Management of Central Precocious Puberty in Children with Hypothalamic Hamartoma
Round 1
Reviewer 1 Report
In this paper, the authors investigated clinical characteristics, laboratory results, and brain MRI findings in 30 HH patients. They found that the gelastic seizure was closely associated with sessile type HH, while CPP showed tendency toward pedunculated type HH. In addition, based on 15 HH patients with CPP, they reconfirmed the safety and efficacy of GnRH agonist treatment in HH patients with CPP. Overall, this paper is written in professional English, with sufficient introduction, detailed methods and insightful discussion. I will encourage the authors to further elaborate the mechanisms of GnRH agonist in HH treatment and also to increase the sample size in their following studies.
Author Response
Please see the attachment. Thank you.
Author Response File: Author Response.docx
Reviewer 2 Report
The submitted paper “Management of Central Precocious Puberty (CPP) in Children with Hypothalamic Hamartoma (HH)” presents a series of 30 patients who visited a tertiary Hospital in Korea from January 2005 to May 2020. Of those, 24 patients either presented or were diagnosed with CPP during their follow-up and 15 were subsequently followed in the same hospital.
As there are indeed very few case series with longitudinal data of patients with CPP due to HH, this is an interesting and clinically useful paper, that adds confirmatory data regarding the safety and efficacy of GnRH analogs in HH induced CPP, but also provides us with information as to the changes of height sds for chronological and bone age, the discrepancy between bone and chronological age, and the predicted adult height of the children.
There are, however some issues that need to be addressed by the authors.
- As the authors correctly mention, the percentage of patients with HH and CPP in their case series is rather high. They attribute this finding to the fact that they included not only CPP at diagnosis but also during the follow-up period. However, as they use the cut-off limit of 5 IU/ml for stimulated LH, I believe more info should be provided regarding the sequential 2-step immunoenzymatic assay (Access Reagent Pack, Beckman Coulter Inc., Brea, CA, USA) they used to perform the FSH/LH measurements.
- As the study period is rather long, I think that-if available- the authors could provide us with more data about the patients actually achieving final height, so as to be able to compare it with their predicted and target adult height. Moreover, if available, we could have more information about the re-activation of the axis and the actual age (or time from end of treatment) of first menstruation for girls. Is the follow-up period adequate, so as to be able to have this data?
- It is true that the duration of GnRH treatment seems a bit short, especially in comparison to other case series. The authors mention that only one patient is still under treatment. Could the authors comment on the timing of treatment withdrawal?
- In the case series, there was a significant reduction of height SDS for chronological age at the end of the treatment. Could this be attributed to possible growth acceleration prior to treatment and subsequent return to a more “normal for age” height after the treatment?
- The authors mention that there were 2 children that also received GH treatment. As there are only few reports on children with GH deficiency and HH, could the authors provide more information? Were they syndromic cases? Was GH deficiency secondary to surgery?
- In the Discussion, the authors repeat many of the results that have already been presents, either in the text or in the tables and only briefly make comparisons with previous published data. Given that there are so few case series available, a more in depth/ critical comparison of differences and similarities between the studies, as well as of their own findings could be interesting (especially since the authors have successfully referred to almost all published case series)
- Obviously, there were patients that had both seizures and CPP, so some of them must have undergone surgery. What was the effect of surgery on CPP? Are these patients included in the analysis of the outcome of the GnRH treatment?
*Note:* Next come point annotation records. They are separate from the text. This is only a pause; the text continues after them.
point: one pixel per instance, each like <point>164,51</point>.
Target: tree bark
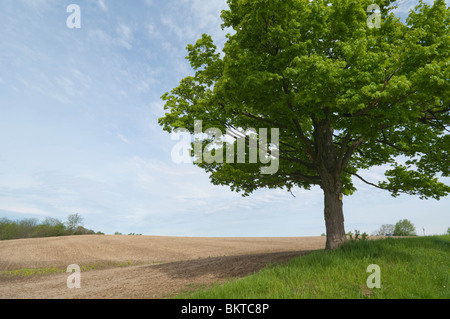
<point>334,217</point>
<point>330,170</point>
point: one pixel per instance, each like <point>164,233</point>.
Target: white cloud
<point>125,36</point>
<point>102,5</point>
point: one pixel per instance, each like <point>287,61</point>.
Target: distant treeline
<point>49,227</point>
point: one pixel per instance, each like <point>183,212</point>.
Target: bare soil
<point>137,267</point>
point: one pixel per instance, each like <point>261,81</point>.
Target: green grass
<point>409,267</point>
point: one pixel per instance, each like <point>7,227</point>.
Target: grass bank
<point>410,268</point>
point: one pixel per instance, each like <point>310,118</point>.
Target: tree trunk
<point>334,218</point>
<point>330,170</point>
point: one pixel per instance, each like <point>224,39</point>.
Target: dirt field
<point>132,267</point>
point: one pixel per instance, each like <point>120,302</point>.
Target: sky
<point>79,131</point>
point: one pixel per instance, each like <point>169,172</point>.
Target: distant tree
<point>404,228</point>
<point>50,227</point>
<point>74,221</point>
<point>386,229</point>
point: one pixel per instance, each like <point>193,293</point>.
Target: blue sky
<point>79,132</point>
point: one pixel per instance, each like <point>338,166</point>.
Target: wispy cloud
<point>102,5</point>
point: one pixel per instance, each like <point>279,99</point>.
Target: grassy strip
<point>409,268</point>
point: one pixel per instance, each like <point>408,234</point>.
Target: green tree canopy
<point>404,228</point>
<point>345,97</point>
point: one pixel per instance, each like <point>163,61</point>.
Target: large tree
<point>345,93</point>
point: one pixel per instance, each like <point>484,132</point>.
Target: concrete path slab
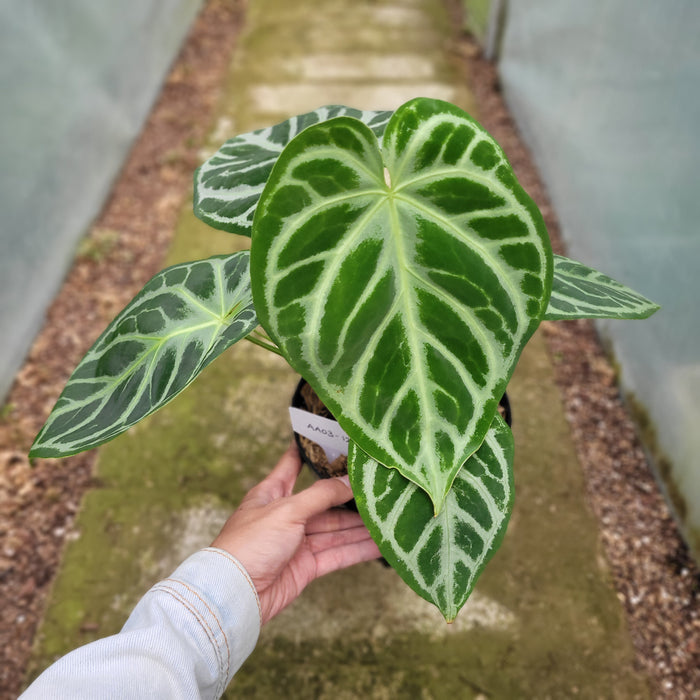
<point>544,621</point>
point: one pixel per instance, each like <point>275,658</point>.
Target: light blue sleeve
<point>185,639</point>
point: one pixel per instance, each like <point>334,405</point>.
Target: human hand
<point>287,540</point>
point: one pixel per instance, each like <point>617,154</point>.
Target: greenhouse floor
<point>545,620</point>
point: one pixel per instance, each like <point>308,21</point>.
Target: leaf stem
<point>262,341</point>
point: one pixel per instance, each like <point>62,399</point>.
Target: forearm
<point>185,639</point>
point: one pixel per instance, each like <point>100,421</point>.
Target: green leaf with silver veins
<point>405,301</point>
<point>440,557</point>
<point>228,185</point>
<point>581,292</point>
<point>184,318</point>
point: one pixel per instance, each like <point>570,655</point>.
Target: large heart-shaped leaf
<point>185,317</point>
<point>581,292</point>
<point>439,557</point>
<point>228,185</point>
<point>404,301</point>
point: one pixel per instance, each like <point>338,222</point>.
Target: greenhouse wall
<point>606,96</point>
<point>78,79</point>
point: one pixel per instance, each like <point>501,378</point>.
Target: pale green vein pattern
<point>404,299</point>
<point>440,557</point>
<point>184,318</point>
<point>581,292</point>
<point>228,185</point>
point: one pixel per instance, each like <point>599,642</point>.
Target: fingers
<point>347,555</point>
<point>331,520</point>
<point>319,497</point>
<point>327,540</point>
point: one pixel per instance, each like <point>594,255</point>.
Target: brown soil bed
<point>657,582</point>
<point>124,248</point>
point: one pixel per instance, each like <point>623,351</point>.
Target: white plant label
<point>323,431</point>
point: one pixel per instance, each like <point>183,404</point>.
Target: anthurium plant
<point>398,265</point>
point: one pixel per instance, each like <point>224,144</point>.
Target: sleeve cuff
<point>219,593</point>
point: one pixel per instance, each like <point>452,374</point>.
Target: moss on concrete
<point>544,621</point>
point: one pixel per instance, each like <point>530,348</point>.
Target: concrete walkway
<point>544,621</point>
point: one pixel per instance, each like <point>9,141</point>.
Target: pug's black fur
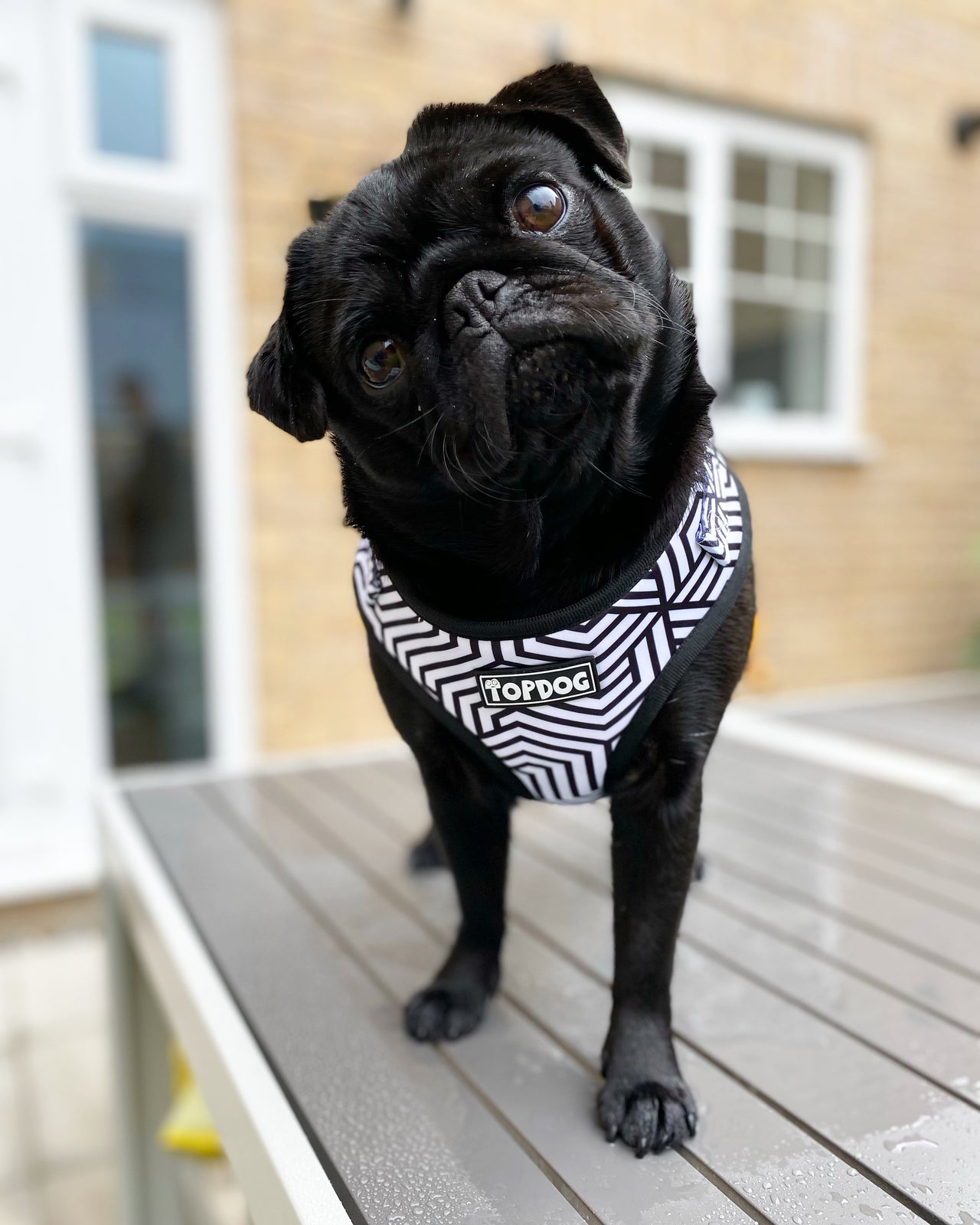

- Since the authors have also included treatment of seizures in their discussion (although it is not their main endpoint), could they elaborate more as to the timing of surgery after the initiation of pharmacological treatment? Were they patients that were refractory to treatment or were they submitted to surgery immediately after diagnosis? Also, did they notice an improvement in seizures after the initiation of GnRH treatment (one case report)? What was the course of seizures after the surgery? (Obviously, since this is not the main point of the paper, these data are not necessary but could be added to the discussion, if available)
- Did the size of the hamartoma have any influence on the type of symptoms?
- Did all patients respond to GnRH treatment?
Author Response
Please see the attachment. Thank you.